Global Phenomenon, Local Empowerment

pecha-kuchaFlashmobs, Tweetups, and Pecha Kuchas are evidence that we live in an increasingly connected (and jargony) world. These gatherings allow for new forms of interaction and have profound meaning for both global and local civil society. Tonight I attended Providence’s 7th Pecha Kucha – a global monthly event where a handful of presenters are given 20 slides, 20 seconds per slide to share a new idea, design, business, or research – and was wowed to see democracy in action.

We were greeted by Pecha Kucha Worchester over YouTube and then heard talks by social entrepreneurs, doctors, politicians, students, and business leaders. We heard ideas on new medical devices, conspiracy theories, and movements to overcome poverty, but it was not the presentations that made the events, it was the audience. In the crowd included Mayor Cicellini, Senator Chaffee, professors from Brown and RISD, the executive director of AS220, the CEO of Ximedica, students, artists, citizens and so on… all meeting at a bar… to listen, learn, and share… on a Wednesday night. Is this actually the 21st century or just another town meeting like the founders envisioned?

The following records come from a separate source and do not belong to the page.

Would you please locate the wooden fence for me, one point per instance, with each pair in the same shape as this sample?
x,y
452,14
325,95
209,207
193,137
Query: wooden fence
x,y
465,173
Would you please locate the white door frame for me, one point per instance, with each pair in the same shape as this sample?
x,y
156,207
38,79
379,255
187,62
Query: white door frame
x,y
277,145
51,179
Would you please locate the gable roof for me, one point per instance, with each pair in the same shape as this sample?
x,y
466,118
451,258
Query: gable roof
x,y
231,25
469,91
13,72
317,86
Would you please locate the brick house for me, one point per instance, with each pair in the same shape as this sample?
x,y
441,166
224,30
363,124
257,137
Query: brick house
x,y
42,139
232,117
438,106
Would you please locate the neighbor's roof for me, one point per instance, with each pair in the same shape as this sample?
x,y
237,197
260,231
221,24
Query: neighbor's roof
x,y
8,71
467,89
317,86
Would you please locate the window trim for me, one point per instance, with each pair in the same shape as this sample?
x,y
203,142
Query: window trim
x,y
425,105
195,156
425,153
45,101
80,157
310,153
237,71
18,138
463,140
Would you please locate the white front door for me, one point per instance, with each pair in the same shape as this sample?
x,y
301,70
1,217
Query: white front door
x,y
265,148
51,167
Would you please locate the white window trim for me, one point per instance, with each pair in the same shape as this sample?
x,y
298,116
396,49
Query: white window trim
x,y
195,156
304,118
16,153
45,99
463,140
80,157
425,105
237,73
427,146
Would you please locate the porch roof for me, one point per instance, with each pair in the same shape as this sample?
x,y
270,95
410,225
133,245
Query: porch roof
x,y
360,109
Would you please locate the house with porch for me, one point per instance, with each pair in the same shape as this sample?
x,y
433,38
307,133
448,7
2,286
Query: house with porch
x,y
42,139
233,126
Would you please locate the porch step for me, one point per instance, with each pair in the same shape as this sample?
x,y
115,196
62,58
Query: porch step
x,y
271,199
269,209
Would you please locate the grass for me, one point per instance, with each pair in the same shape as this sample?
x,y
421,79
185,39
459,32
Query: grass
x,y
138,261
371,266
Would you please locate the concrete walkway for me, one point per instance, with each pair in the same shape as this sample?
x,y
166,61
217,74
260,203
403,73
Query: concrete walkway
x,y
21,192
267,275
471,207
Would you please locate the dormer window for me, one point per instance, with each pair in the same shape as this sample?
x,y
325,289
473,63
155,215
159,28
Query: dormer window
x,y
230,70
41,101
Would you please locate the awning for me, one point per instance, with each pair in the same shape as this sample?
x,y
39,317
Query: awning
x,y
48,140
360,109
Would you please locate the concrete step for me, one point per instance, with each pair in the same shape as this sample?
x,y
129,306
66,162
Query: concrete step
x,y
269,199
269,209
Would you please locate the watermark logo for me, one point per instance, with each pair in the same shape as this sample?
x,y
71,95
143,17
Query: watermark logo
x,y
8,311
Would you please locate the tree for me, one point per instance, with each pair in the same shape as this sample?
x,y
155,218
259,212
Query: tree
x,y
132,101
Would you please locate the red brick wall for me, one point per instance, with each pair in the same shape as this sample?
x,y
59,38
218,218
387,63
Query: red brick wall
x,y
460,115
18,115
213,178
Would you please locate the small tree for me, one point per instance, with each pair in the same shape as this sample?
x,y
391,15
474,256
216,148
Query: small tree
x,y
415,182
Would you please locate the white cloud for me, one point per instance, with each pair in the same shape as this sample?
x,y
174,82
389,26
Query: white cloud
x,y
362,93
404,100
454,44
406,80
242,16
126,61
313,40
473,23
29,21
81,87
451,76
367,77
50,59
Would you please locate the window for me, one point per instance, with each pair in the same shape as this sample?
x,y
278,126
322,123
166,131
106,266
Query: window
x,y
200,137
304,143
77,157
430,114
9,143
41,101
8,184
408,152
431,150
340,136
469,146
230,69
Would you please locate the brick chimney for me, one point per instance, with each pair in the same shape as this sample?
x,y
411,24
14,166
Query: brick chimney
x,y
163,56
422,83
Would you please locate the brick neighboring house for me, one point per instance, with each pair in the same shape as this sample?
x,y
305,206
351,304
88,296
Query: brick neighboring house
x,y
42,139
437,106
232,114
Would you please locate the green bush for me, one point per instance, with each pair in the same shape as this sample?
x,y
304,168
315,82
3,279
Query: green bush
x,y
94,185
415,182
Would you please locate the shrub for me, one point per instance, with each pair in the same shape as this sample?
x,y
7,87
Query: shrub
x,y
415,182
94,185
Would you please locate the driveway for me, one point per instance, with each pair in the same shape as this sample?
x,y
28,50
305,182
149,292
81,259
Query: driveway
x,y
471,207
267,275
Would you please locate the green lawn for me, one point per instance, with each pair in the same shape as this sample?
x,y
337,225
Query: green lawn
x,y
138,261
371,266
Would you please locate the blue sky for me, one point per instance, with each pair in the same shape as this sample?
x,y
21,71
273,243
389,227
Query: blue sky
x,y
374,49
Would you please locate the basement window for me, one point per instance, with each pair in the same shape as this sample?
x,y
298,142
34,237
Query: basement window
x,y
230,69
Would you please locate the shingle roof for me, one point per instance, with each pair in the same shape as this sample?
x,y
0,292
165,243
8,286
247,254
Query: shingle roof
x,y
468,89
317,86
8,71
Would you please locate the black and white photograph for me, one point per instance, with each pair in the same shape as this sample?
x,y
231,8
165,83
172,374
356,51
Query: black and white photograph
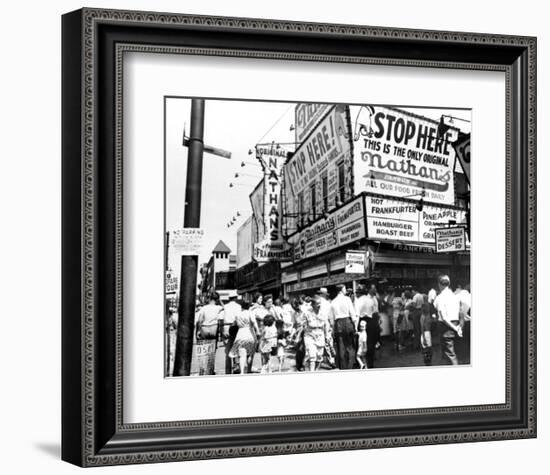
x,y
303,237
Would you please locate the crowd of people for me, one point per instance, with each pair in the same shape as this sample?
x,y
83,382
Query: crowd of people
x,y
313,332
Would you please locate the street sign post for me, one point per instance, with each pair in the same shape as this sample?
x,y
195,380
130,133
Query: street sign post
x,y
452,239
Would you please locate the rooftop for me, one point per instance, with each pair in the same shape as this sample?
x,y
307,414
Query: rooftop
x,y
221,247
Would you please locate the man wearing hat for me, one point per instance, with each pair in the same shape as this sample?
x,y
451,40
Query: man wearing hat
x,y
344,316
330,354
447,306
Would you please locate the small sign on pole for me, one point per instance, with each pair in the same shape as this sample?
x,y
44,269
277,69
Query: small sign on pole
x,y
171,282
450,239
355,262
187,241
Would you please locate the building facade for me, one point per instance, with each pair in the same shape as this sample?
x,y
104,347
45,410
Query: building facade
x,y
373,179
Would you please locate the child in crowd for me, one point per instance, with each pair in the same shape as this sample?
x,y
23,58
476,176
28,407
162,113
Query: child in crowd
x,y
426,333
362,344
268,342
282,336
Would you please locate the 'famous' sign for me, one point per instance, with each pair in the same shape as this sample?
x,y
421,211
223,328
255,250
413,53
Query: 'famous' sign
x,y
272,246
402,155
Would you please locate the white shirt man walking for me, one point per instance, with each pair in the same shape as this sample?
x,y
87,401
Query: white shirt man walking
x,y
447,306
343,314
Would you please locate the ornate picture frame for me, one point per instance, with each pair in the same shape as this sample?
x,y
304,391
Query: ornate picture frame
x,y
93,431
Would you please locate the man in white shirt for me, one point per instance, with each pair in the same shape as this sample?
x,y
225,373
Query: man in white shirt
x,y
447,306
230,329
416,311
366,306
343,314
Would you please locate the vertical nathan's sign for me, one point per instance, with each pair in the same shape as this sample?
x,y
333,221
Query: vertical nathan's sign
x,y
403,155
272,247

Pecha Kucha uses a global identity to empower local communities, uniting their citizens. On the contrary, many city events attract only niche crowd: the symphony, an avant-garde art opening, a conference for government workers. Sounds like preaching to the choir. My previous post explored the importance of unlikely allies, but it can be so hard to meet these allies when we work in silos then return home right from work.

In what spaces do you meet new allies? What facilitates the introduction?